И порешил он, что лучше сберечь свою честь, уступив Изольду королю, чем завладеть Изольдой и тем навлечь на себя бесчестье…»
– О, как он благороден! – шептала Колетт и украдкой стирала слезу.
В тот момент девушка решила, что если случится в ее жизни любовь, яркая, как солнце, глубокая, как море, – то шанс упускать нельзя. Возможно, так произойдет, что возлюбленный окажется тем, кого изберет матушка? А если нет, то вдруг удастся матушку уговорить?
Мадам Ромей, выслушав это сбивчивое признание, покачала головой.
– Вам нужно уяснить, моя дорогая девочка, что такому не бывать никогда.
– Но почему же? – вспыхнула Колетт. – О, мадам!
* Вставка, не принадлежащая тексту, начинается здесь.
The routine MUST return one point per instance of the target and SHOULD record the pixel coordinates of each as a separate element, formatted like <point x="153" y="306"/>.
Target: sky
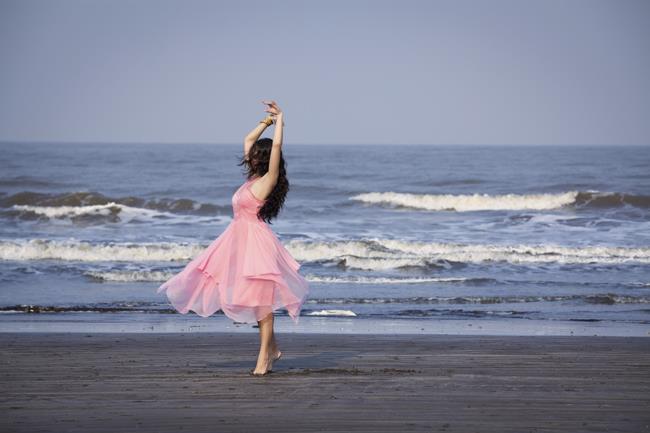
<point x="343" y="72"/>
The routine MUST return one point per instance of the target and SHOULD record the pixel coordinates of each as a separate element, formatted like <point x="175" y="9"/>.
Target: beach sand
<point x="77" y="382"/>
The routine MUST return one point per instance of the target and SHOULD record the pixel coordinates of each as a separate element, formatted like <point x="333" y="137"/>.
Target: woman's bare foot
<point x="264" y="364"/>
<point x="276" y="354"/>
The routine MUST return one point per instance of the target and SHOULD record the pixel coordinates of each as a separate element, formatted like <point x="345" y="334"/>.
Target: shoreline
<point x="164" y="323"/>
<point x="162" y="382"/>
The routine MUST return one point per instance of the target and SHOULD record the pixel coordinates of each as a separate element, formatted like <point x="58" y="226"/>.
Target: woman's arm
<point x="276" y="148"/>
<point x="263" y="187"/>
<point x="253" y="136"/>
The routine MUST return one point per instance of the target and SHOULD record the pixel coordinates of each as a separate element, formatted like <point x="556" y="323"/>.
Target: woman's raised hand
<point x="272" y="107"/>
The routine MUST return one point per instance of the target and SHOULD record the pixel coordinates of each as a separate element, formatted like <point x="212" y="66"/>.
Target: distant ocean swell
<point x="371" y="254"/>
<point x="485" y="202"/>
<point x="96" y="207"/>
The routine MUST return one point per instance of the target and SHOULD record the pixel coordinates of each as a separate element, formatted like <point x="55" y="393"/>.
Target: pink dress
<point x="246" y="272"/>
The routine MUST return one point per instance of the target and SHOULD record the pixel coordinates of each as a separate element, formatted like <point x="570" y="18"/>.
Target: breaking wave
<point x="486" y="202"/>
<point x="371" y="254"/>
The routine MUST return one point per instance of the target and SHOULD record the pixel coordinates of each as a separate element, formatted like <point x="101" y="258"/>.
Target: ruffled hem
<point x="245" y="286"/>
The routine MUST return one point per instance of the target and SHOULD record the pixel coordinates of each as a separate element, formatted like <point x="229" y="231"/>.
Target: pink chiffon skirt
<point x="246" y="272"/>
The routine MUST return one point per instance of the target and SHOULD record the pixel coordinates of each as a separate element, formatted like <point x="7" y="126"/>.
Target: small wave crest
<point x="81" y="251"/>
<point x="488" y="202"/>
<point x="379" y="254"/>
<point x="370" y="254"/>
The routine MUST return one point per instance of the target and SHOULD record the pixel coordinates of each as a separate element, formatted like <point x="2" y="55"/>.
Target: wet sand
<point x="76" y="382"/>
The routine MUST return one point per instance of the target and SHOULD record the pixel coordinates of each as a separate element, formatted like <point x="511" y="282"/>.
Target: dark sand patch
<point x="344" y="383"/>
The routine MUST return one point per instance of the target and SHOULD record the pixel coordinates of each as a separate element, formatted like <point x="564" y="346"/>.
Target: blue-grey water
<point x="424" y="236"/>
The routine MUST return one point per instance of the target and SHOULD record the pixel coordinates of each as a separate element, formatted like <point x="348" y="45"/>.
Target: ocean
<point x="392" y="238"/>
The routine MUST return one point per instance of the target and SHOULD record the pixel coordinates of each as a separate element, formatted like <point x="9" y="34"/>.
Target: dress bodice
<point x="244" y="204"/>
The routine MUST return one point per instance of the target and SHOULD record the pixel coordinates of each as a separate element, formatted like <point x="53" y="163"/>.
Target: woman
<point x="246" y="272"/>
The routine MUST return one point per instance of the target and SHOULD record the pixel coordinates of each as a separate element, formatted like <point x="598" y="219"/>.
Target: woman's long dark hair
<point x="257" y="164"/>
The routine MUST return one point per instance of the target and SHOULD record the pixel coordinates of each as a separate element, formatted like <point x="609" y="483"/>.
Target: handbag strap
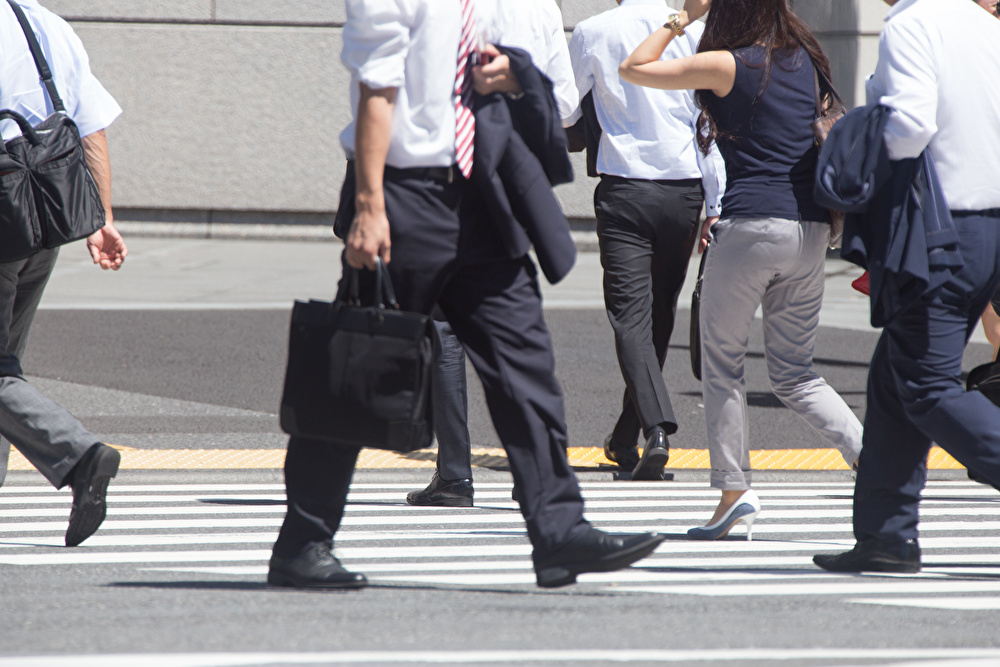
<point x="40" y="63"/>
<point x="817" y="74"/>
<point x="385" y="296"/>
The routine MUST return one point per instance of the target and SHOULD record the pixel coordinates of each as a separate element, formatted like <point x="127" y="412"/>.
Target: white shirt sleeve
<point x="559" y="67"/>
<point x="905" y="80"/>
<point x="376" y="41"/>
<point x="88" y="103"/>
<point x="583" y="75"/>
<point x="713" y="179"/>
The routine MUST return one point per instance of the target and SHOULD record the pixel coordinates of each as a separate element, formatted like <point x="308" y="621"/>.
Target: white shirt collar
<point x="900" y="6"/>
<point x="658" y="3"/>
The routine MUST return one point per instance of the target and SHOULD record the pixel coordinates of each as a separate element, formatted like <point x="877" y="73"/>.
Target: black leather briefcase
<point x="359" y="375"/>
<point x="48" y="197"/>
<point x="694" y="333"/>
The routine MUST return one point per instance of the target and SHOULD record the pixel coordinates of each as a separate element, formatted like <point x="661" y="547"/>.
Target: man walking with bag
<point x="939" y="78"/>
<point x="654" y="181"/>
<point x="46" y="434"/>
<point x="412" y="150"/>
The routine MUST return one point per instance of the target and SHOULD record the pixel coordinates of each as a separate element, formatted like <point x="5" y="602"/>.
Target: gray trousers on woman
<point x="46" y="434"/>
<point x="778" y="265"/>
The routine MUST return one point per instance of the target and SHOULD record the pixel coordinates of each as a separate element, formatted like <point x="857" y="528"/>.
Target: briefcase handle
<point x="26" y="130"/>
<point x="384" y="294"/>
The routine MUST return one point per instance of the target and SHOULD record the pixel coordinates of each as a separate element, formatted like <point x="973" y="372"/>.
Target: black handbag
<point x="826" y="118"/>
<point x="694" y="338"/>
<point x="48" y="197"/>
<point x="984" y="379"/>
<point x="359" y="375"/>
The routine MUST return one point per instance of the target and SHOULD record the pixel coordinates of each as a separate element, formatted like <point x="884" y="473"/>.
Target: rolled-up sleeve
<point x="376" y="41"/>
<point x="582" y="73"/>
<point x="905" y="80"/>
<point x="87" y="102"/>
<point x="713" y="179"/>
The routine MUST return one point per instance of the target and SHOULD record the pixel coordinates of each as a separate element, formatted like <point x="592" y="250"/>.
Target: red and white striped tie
<point x="465" y="127"/>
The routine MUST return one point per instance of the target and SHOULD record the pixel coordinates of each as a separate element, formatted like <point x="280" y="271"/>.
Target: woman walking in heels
<point x="755" y="81"/>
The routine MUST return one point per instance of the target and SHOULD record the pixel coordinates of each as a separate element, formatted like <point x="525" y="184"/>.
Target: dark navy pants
<point x="916" y="396"/>
<point x="647" y="230"/>
<point x="495" y="310"/>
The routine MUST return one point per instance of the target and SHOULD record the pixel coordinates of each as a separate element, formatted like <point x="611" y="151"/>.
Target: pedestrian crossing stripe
<point x="227" y="530"/>
<point x="369" y="459"/>
<point x="941" y="657"/>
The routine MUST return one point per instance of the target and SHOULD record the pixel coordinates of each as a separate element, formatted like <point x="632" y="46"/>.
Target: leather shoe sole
<point x="347" y="581"/>
<point x="861" y="559"/>
<point x="558" y="571"/>
<point x="315" y="568"/>
<point x="626" y="457"/>
<point x="91" y="477"/>
<point x="654" y="457"/>
<point x="419" y="499"/>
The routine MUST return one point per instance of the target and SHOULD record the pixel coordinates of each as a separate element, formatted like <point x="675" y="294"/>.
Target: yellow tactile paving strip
<point x="487" y="457"/>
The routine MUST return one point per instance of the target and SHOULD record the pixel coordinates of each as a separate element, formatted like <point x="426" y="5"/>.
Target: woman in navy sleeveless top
<point x="755" y="82"/>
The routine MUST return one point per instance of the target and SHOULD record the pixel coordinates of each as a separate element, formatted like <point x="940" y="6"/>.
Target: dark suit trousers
<point x="916" y="396"/>
<point x="647" y="231"/>
<point x="495" y="310"/>
<point x="451" y="406"/>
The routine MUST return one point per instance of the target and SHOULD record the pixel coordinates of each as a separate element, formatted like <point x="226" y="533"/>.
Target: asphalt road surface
<point x="162" y="359"/>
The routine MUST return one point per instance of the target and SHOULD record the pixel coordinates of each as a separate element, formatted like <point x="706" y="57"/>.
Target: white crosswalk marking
<point x="226" y="531"/>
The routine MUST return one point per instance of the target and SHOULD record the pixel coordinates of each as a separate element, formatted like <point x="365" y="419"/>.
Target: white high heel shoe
<point x="745" y="509"/>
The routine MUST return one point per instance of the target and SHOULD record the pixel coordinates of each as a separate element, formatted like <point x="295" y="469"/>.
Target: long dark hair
<point x="734" y="24"/>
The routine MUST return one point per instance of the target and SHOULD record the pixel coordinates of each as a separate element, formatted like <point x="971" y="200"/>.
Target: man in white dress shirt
<point x="45" y="433"/>
<point x="409" y="184"/>
<point x="654" y="181"/>
<point x="938" y="73"/>
<point x="535" y="26"/>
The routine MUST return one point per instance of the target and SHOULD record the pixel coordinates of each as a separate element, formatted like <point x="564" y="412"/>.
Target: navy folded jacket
<point x="898" y="224"/>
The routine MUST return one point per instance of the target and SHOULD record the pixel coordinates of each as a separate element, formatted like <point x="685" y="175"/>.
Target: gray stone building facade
<point x="233" y="107"/>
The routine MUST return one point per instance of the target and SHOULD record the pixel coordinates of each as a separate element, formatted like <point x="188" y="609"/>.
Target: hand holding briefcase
<point x="359" y="375"/>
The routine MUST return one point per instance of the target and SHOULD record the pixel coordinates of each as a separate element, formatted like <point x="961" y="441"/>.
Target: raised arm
<point x="713" y="70"/>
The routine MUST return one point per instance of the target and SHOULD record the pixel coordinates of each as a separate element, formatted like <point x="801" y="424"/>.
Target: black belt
<point x="437" y="174"/>
<point x="676" y="182"/>
<point x="986" y="212"/>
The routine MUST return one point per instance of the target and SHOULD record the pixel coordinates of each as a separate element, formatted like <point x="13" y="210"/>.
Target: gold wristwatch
<point x="674" y="23"/>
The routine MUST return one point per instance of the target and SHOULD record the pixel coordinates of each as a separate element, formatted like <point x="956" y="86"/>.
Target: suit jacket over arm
<point x="520" y="153"/>
<point x="898" y="225"/>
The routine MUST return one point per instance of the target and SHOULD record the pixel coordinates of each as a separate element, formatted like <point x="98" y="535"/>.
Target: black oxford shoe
<point x="874" y="555"/>
<point x="655" y="455"/>
<point x="444" y="493"/>
<point x="593" y="551"/>
<point x="626" y="457"/>
<point x="316" y="567"/>
<point x="89" y="480"/>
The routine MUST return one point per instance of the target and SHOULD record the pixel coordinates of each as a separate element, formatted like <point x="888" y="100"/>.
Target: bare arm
<point x="106" y="246"/>
<point x="369" y="235"/>
<point x="495" y="74"/>
<point x="713" y="70"/>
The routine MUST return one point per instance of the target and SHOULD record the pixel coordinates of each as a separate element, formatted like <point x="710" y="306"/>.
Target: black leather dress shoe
<point x="655" y="455"/>
<point x="593" y="551"/>
<point x="874" y="556"/>
<point x="444" y="493"/>
<point x="89" y="480"/>
<point x="316" y="567"/>
<point x="626" y="458"/>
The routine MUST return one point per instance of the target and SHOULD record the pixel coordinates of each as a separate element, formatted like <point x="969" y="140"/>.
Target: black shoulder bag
<point x="48" y="197"/>
<point x="825" y="119"/>
<point x="359" y="375"/>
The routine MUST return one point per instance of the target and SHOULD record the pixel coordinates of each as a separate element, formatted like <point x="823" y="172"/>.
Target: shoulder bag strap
<point x="817" y="76"/>
<point x="40" y="63"/>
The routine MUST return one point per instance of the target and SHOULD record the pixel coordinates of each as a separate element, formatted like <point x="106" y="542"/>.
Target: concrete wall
<point x="233" y="107"/>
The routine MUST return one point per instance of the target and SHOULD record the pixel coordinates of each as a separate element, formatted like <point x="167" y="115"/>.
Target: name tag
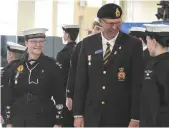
<point x="99" y="51"/>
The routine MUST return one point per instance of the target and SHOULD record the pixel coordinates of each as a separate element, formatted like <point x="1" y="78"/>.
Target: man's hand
<point x="69" y="103"/>
<point x="79" y="122"/>
<point x="133" y="124"/>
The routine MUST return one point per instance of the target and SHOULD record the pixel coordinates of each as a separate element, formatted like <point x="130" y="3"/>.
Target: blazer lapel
<point x="98" y="48"/>
<point x="118" y="47"/>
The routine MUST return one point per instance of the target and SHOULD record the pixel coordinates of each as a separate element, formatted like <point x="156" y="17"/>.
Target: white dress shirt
<point x="105" y="41"/>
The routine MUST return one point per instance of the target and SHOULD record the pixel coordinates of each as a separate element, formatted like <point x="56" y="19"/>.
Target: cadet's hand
<point x="133" y="124"/>
<point x="9" y="125"/>
<point x="79" y="122"/>
<point x="69" y="103"/>
<point x="57" y="126"/>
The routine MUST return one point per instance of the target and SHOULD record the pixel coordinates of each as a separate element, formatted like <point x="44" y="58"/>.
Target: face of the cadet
<point x="110" y="26"/>
<point x="96" y="29"/>
<point x="35" y="46"/>
<point x="151" y="45"/>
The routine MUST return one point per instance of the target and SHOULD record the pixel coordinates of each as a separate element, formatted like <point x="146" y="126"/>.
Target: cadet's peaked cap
<point x="110" y="11"/>
<point x="34" y="33"/>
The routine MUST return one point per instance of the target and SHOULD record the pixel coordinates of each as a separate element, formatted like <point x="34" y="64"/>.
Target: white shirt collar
<point x="111" y="42"/>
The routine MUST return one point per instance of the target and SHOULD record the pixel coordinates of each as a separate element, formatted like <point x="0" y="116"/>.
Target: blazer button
<point x="104" y="72"/>
<point x="103" y="102"/>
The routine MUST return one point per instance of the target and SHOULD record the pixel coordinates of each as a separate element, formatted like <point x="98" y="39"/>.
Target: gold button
<point x="104" y="72"/>
<point x="103" y="102"/>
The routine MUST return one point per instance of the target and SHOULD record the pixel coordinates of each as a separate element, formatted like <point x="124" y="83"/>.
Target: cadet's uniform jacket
<point x="63" y="57"/>
<point x="32" y="86"/>
<point x="109" y="95"/>
<point x="73" y="70"/>
<point x="155" y="93"/>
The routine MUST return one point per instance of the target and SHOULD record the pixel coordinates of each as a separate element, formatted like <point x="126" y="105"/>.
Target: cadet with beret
<point x="155" y="91"/>
<point x="109" y="75"/>
<point x="139" y="32"/>
<point x="96" y="27"/>
<point x="70" y="34"/>
<point x="32" y="87"/>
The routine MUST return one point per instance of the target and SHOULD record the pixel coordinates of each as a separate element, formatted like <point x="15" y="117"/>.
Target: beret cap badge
<point x="117" y="12"/>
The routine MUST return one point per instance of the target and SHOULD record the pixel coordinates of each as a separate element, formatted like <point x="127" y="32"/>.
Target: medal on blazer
<point x="121" y="74"/>
<point x="89" y="59"/>
<point x="19" y="70"/>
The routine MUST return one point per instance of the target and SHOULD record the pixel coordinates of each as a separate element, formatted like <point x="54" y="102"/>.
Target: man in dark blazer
<point x="109" y="75"/>
<point x="96" y="28"/>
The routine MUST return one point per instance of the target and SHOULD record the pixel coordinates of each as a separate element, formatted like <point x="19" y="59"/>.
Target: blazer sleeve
<point x="72" y="71"/>
<point x="81" y="82"/>
<point x="137" y="73"/>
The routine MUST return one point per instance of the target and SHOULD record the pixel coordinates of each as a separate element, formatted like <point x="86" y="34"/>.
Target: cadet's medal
<point x="19" y="69"/>
<point x="89" y="59"/>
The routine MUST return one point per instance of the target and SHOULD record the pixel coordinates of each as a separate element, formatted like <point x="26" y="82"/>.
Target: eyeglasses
<point x="34" y="42"/>
<point x="112" y="23"/>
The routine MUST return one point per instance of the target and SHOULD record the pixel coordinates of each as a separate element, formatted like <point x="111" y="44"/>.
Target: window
<point x="43" y="15"/>
<point x="8" y="17"/>
<point x="65" y="14"/>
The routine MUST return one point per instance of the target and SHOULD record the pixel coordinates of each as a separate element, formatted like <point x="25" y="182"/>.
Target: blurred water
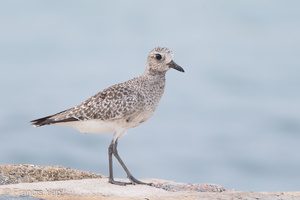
<point x="231" y="119"/>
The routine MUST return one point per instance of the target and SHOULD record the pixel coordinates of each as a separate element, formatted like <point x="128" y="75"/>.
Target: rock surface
<point x="11" y="174"/>
<point x="65" y="183"/>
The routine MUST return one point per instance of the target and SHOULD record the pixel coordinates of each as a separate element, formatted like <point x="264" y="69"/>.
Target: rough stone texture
<point x="12" y="174"/>
<point x="95" y="186"/>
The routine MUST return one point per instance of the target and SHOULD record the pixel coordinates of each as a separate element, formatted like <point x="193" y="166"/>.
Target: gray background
<point x="231" y="119"/>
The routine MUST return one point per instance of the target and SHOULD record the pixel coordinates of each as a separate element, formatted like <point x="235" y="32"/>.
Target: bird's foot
<point x="112" y="181"/>
<point x="135" y="181"/>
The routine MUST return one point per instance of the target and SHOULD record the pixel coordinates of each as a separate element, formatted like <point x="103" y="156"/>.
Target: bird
<point x="120" y="107"/>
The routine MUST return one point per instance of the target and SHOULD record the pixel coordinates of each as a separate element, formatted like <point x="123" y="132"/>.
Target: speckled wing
<point x="112" y="103"/>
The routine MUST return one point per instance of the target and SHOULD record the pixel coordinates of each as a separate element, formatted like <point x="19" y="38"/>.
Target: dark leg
<point x="113" y="150"/>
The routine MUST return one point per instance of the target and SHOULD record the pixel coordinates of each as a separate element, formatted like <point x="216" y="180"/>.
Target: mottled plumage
<point x="121" y="106"/>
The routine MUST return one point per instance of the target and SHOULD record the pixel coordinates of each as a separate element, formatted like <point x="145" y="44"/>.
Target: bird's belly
<point x="93" y="126"/>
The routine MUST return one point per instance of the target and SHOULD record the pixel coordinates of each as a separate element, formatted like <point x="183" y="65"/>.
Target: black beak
<point x="173" y="65"/>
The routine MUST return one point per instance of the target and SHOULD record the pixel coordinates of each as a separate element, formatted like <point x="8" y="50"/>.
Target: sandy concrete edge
<point x="92" y="189"/>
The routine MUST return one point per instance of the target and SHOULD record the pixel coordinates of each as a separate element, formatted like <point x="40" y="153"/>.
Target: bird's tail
<point x="42" y="121"/>
<point x="52" y="119"/>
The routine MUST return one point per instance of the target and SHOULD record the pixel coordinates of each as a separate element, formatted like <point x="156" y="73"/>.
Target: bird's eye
<point x="158" y="56"/>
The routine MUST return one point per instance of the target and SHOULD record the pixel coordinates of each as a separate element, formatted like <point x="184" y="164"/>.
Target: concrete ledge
<point x="98" y="187"/>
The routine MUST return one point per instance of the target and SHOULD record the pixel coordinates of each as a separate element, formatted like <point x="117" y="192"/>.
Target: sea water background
<point x="231" y="119"/>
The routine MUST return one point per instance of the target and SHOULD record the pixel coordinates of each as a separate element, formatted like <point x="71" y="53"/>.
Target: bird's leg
<point x="113" y="150"/>
<point x="111" y="176"/>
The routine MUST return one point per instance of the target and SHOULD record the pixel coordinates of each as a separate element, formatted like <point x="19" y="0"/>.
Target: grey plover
<point x="120" y="107"/>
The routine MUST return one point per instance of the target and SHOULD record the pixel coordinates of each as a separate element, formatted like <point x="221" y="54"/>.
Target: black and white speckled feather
<point x="121" y="106"/>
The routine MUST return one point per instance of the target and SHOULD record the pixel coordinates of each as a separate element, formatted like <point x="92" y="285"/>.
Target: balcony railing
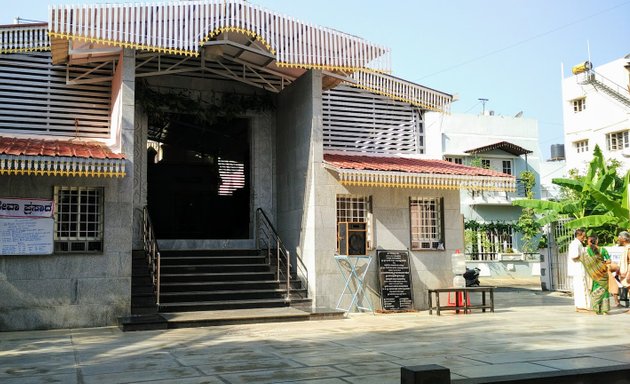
<point x="493" y="197"/>
<point x="499" y="256"/>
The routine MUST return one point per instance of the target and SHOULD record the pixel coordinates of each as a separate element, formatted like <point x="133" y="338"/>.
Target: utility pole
<point x="483" y="105"/>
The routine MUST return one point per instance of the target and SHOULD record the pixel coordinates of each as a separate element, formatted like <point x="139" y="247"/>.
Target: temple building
<point x="202" y="155"/>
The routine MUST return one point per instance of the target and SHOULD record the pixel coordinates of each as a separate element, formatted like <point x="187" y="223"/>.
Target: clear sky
<point x="507" y="51"/>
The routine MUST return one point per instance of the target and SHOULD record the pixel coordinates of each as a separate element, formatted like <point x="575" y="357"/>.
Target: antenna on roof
<point x="483" y="105"/>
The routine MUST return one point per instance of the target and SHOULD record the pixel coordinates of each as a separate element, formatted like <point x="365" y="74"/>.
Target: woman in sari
<point x="596" y="263"/>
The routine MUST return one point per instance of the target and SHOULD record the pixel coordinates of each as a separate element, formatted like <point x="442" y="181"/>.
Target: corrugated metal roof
<point x="404" y="164"/>
<point x="56" y="148"/>
<point x="504" y="146"/>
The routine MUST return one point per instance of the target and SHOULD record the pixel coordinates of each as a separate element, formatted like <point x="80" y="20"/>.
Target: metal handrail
<point x="152" y="252"/>
<point x="267" y="239"/>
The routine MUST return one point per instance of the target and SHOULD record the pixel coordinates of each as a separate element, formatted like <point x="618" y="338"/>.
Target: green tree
<point x="527" y="224"/>
<point x="597" y="201"/>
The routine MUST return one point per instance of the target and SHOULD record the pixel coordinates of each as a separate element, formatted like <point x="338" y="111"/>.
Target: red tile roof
<point x="56" y="148"/>
<point x="405" y="164"/>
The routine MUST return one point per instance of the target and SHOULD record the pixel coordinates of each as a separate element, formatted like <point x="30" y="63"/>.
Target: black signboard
<point x="394" y="276"/>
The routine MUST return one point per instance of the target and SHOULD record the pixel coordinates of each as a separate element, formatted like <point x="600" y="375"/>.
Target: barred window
<point x="456" y="160"/>
<point x="579" y="105"/>
<point x="426" y="223"/>
<point x="356" y="209"/>
<point x="581" y="146"/>
<point x="617" y="141"/>
<point x="78" y="219"/>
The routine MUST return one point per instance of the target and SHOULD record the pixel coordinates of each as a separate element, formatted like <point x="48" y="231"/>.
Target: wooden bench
<point x="462" y="299"/>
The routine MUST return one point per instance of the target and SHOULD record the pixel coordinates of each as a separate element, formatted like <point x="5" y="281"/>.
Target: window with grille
<point x="78" y="219"/>
<point x="617" y="141"/>
<point x="579" y="105"/>
<point x="581" y="146"/>
<point x="456" y="160"/>
<point x="356" y="209"/>
<point x="426" y="223"/>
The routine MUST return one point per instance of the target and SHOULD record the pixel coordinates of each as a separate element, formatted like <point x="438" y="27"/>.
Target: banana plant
<point x="599" y="200"/>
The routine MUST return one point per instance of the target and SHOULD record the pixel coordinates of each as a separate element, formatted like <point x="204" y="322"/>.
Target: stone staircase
<point x="220" y="287"/>
<point x="202" y="280"/>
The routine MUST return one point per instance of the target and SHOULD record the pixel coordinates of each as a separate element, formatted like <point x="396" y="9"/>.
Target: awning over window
<point x="504" y="146"/>
<point x="404" y="172"/>
<point x="40" y="157"/>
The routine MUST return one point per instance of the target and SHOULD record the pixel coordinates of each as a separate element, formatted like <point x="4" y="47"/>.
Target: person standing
<point x="595" y="264"/>
<point x="624" y="241"/>
<point x="575" y="269"/>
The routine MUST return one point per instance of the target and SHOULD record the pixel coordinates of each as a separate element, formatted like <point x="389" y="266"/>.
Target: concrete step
<point x="225" y="317"/>
<point x="231" y="294"/>
<point x="196" y="306"/>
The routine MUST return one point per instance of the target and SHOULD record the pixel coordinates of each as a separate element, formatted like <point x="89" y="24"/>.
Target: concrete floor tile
<point x="282" y="375"/>
<point x="450" y="361"/>
<point x="127" y="365"/>
<point x="347" y="358"/>
<point x="243" y="366"/>
<point x="392" y="378"/>
<point x="173" y="374"/>
<point x="214" y="357"/>
<point x="490" y="370"/>
<point x="366" y="369"/>
<point x="187" y="380"/>
<point x="530" y="333"/>
<point x="579" y="362"/>
<point x="68" y="378"/>
<point x="318" y="381"/>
Ведь такая любовь случается!
Немолодая гугенотка помолчала, а затем ответила, глядя в окно:
– Да. Такая любовь случается, Колетт. Она обжигающе горяча и очень, очень опасна. От такой любви гибнут люди – разве вы невнимательно прочли историю Тристана и Изольды? Что принесла им эта любовь, кроме разлуки и смерти?
– Она принесла им счастье, – тихо произнесла Колетт.
Мадам Ромей повернулась и пристально посмотрела на молодую девушку в темном платье, со спрятанными под чепец волосами. Простой и нежный овал лица ее, казалось, написал юный влюбленный художник.
– Счастье, вы говорите? – спросила мадам Ромей. – И к чему же привело это счастье?
– Разве важно, к чему оно привело? – сказала Колетт совсем уж тихо. – Важно, что оно было!
– Как вы юны еще, девочка моя, – промолвила мадам Ромей. – Вы предпочитаете забыть о трагическом конце в угоду тем сладким минутам, что быстротечны и всегда уходят, оставляя после себя горькое сожаление. Вы забываете, что Тристан умер, так и не обретя своей возлюбленной. И то, что на могилах влюбленных, похороненных рядом, вырос цветущий куст, служит малым утешением им самим. Разве вы не боитесь, что, позволив себе полюбить, но будучи разлученной с возлюбленным, останетесь в одиночестве? В одиночестве – рядом с чужим человеком, среди прочих, таких же чужих вам людей? Это не страшнее ли, чем жить спокойно, не ведая запретной любви?
– О, мадам Ромей! – воскликнула Колетт и умоляюще сложила руки. – Но если судьба будет благосклонна ко мне? Если моим мужем станет тот, кого я полюблю?
– Тогда вам повезет больше, чем мне, девочка моя, – вздохнула мадам Ромей.
– Послезавтра мы уезжаем в Беарн.
За окнами еще только светало: в доме Сен-Илер все вставали рано. Тяжело спать, когда дрова в камине к утру прогорают и тягучий холод наполняет большие комнаты. Поместье было старым, ему давно требовался ремонт, на который у семьи не имелось денег. Колетт обычно просыпалась и некоторое время возилась в кровати, пытаясь дыханием согреть замерзшие пальцы. Затем, признав безнадежность сего занятия, вставала. Завтрак подавали около девяти, и к нему обязательно спускалась матушка, которой также мешали спать холод и ревматизм.
– В Беарн? – переспросила Колетт. – Но зачем?
– Мы наконец получили приглашение от твоего дяди. – Элеонора де Сен-Илер бережно расправила лежавшее рядом с тарелкой письмо, на которое Колетт, в ее всегдашней рассеянности, не обратила поначалу внимания. – Война окончена, и новой не предвидится. Королевский двор Наварры каждый день принимает гостей. Ты и так задержалась в невестах и в следующем году должна выйти замуж.
Колетт отставила чашку с бледным киселем, который варили из шиповника и яблок.
– Но матушка… вы говорили, что мы отправимся туда весною.
– Нет времени ждать, – отрезала Элеонора. – Тебе девятнадцать.